Despite these advantages, sonography has a number of significant limitations in the diagnosis of acute cholecystitis:

  • Cystic duct stones may be missed due to the small lumen of the cystic duct and lack of surrounding  bile.

  • While cystic duct obstruction can generally be inferred when a stone is identified impacted in the neck of the gallbladder, sonography cannot directly diagnose cystic duct obstruction. 

Sonographic Diagnosis of Acute Calculous Cholecystitis:

Gallstones are the single most important finding. In the absence of stones, other observations, such as wall thickening or focal tenderness over the gallbladder (sonographic Murphy's sign) are diagnostic.

The sonographic Murphy's sign is an important finding in suspected acute cholecystitis. It differs significantly from the clinical sign and refers to focal tenderness directly over the gallbladder when pressure is applied by the ultrasound transducer. Gangrenous cholecystitis may cause necrosis and denervation of afferent nerve fibers from the gallbladder and result in a negative sonographic Murphy's sign. However, there are generally other significant sonographic abnormalities such as gallstones, wall thickening, or pericholecystic fluid to suggest the diagnosis of cholecystitis.

Thickening of the gallbladder wall is an important sonographic observation in acute cholecystitis. The normal gallbladder wall measures 3mm or less. Measurements are most accurate when obtained from the anterior subhepatic gallbladder wall using a long axis image. This avoids side-lobe artifacts from adjacent bowel gas and difficulties encountered by dependent intraluminal sludge. Measurements of the gallbladder wall are not reliable in postprandial patients with a contracted  gallbladder.

Symmetric thickening of the gallbladder wall (Picture1) is often not related to intrinsic biliary disease. In the absence of gallstones, this finding must be interpreted with caution in patients with possible cholecystitis. Generalized gallbladder wall thickening may occur in a broad spectrum of other disorders including hepatitis, acquired immunodeficiency syndrome (AIDS), congestive heart failure, hypoalbuminemia, ascites, hyperplastic cholecystosis, and chronic cholecystitis.


Picture 1.

Asymmetric thickening of the gallbladder wall may be due to carcinoma, metastases, adenomyomatosis, or gangrenous cholecystitis. 

Four distinct patterns of gallbladder wall thickening have been identified with sonography:

  1. A striated pattern of multiple hypoechoic layers separated by echogenic zones.

  2. Asymmetric thickening of the gallbladder wall with echogenic tissue projecting into the gallbladder lumen.

  3. A single central hypoechoic zone separated by two echogenic layers.

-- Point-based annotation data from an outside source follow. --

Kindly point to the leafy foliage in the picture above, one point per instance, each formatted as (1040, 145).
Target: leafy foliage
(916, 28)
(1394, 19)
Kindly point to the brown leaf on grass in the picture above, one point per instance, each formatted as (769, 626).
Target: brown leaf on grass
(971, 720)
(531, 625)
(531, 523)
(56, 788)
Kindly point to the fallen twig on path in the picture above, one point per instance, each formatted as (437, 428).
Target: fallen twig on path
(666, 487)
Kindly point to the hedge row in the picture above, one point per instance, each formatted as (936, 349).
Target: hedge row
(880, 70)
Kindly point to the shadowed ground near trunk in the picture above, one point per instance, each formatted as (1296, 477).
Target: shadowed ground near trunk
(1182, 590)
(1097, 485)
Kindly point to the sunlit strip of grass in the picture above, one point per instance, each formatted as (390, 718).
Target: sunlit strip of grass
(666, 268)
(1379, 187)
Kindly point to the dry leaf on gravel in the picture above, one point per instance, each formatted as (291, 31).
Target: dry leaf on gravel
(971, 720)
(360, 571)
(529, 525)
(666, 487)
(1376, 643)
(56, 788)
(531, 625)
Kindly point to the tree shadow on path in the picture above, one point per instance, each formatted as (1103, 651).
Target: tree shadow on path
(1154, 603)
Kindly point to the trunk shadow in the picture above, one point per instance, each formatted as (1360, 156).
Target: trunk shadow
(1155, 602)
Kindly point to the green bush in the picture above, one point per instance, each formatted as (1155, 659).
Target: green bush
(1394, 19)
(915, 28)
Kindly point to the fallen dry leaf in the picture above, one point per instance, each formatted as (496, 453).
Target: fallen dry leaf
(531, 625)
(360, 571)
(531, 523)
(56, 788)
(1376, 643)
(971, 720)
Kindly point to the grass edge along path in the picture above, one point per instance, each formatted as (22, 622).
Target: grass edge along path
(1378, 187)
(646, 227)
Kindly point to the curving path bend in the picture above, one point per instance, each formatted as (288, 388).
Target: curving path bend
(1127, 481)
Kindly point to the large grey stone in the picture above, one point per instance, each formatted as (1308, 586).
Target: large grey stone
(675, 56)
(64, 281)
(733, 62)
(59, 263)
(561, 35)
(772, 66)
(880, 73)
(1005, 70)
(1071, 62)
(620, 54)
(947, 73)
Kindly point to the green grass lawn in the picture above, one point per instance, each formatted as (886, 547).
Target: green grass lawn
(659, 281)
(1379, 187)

  4. A uniformly echogenic appearance.

Unfortunately, no one pattern of wall thickening as an isolated finding is specific for acute cholecystitis. Furthermore, there is considerable overlap with many other causes of gallbladder wall thickening.

In general, sonography is the most reliable technique for diagnosing acute cholecystitis, if multiple signs are present such as gallstones, a thickened gallbladder wall, and a positive sonographic Murphy's sign. In patients with a sonographically normal gallbladder, acute cholecystitis can be excluded with a high degree of confidence.